Samantha was still standing mutely, her bosom heaving in her agitation, unable as yet to form a set-down sufficient to shut Lady Foxx's face once and for all.

The older woman, relishing her victory, smiled condescendingly and leaned just a bit closer to Samantha to simper sweetly, "You agree then, child, that you are out of your depth, trying me on like some cock-a-hoop adolescent vying for the attention of her betters?"

St. John cut in hurriedly, knowing at once that Lady Foxx had gone too far. "I'd not be so cock-a-hoop myself if I were you Lorinda, m'dear. When dealing with Samantha, such confidence ain't —"

His words died as—more quickly than he could move to avoid what was to happen—Samantha's vision of the leering face of her rival crowding in on her set up a hum in her ears and caused her to reach out and clutch at the first thing to come to hand. That "thing" was an enormous strawberry tart, oozing juice and topped with a large dollop of finely whipped cream, that had lately reposed on a plate in front of her Aunt Loretta. Once the pastry was, at it were, in hand, it was almost a foregone conclusion as to where to dispose of the thing. Before (as the lower classes might say) the cat could lick her ear, Samantha had shoved the tart smack into the grinning mouth of one Lady Lorinda Foxx.

Zachary stood for a moment, looking as if he had been stuffed, before he could find his voice. "Samantha!" he bellowed. "What do you have to say for yourself?"

His young wife, busy licking cream from the tips of her gloved fingers and seemingly unperturbed by the positively deafening silence that had descended all about her, looked, shrugged, and at last offered hopefully,
"Bon appetit?"

The entire room erupted in grins, giggles, and loud guffaws. Isabella was forced to retain consciousness in order to minister to her swooning aunt. The host and hostess of the ball, while outwardly showing all the signs of affronted dignity, secretly rejoiced at the stroke of luck that had made their humble establishment the site of the Season's latest coup. Lady Lorinda Foxx, tears and black mascara streaming down her cheeks, raced from the scene of her embarrassment, with berry juice dribbling from her chin and a thick mustache of cream giving her the appearance of—as one daring young buck alluded in a loud voice—a rabid dog.

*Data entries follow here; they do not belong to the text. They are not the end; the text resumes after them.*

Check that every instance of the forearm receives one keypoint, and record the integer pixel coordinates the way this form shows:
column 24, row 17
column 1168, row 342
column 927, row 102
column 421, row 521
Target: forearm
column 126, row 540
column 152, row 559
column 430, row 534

Last, but by no stretch of the imagination least, Zachary St. John, Earl of Royston, grabbed his wife's wrist and trod determinedly toward the door of the supper room, his icy stare daring anyone to stand in his way. He dragged her straight across the ballroom, heedless of the mess he was making of the orderly dance in progress. Down the wide marble staircase he went, Samantha skipping behind, her parasol still unfurled and bumping along in the breeze, past the stony-faced footman holding open his wife's cape, and out into the flambeaux-lit street.

To the delight of the throng of ordinary citizens who normally line the flagway to observe the
ton
at one of its august gatherings, St. John paused, looked distractedly up and down the street, and then—putting the tips of two fingers to his lips—whistled shrilly for his carriage. Amid the rude calls and crude suggestions of their audience of sweeps, crossing-links boys, and cits, Zachary and Samantha (the former in the lead, the latter being hauled along like a sack of goods) made to enter the carriage. In a final burst of bravado Samantha paused on the carriage step to acknowledge the crowd. "Toodle-loo," she called out, and waggled her fingers at her admiring audience just before Zachary's well-placed boost in the region of her derriere catapulted her inside.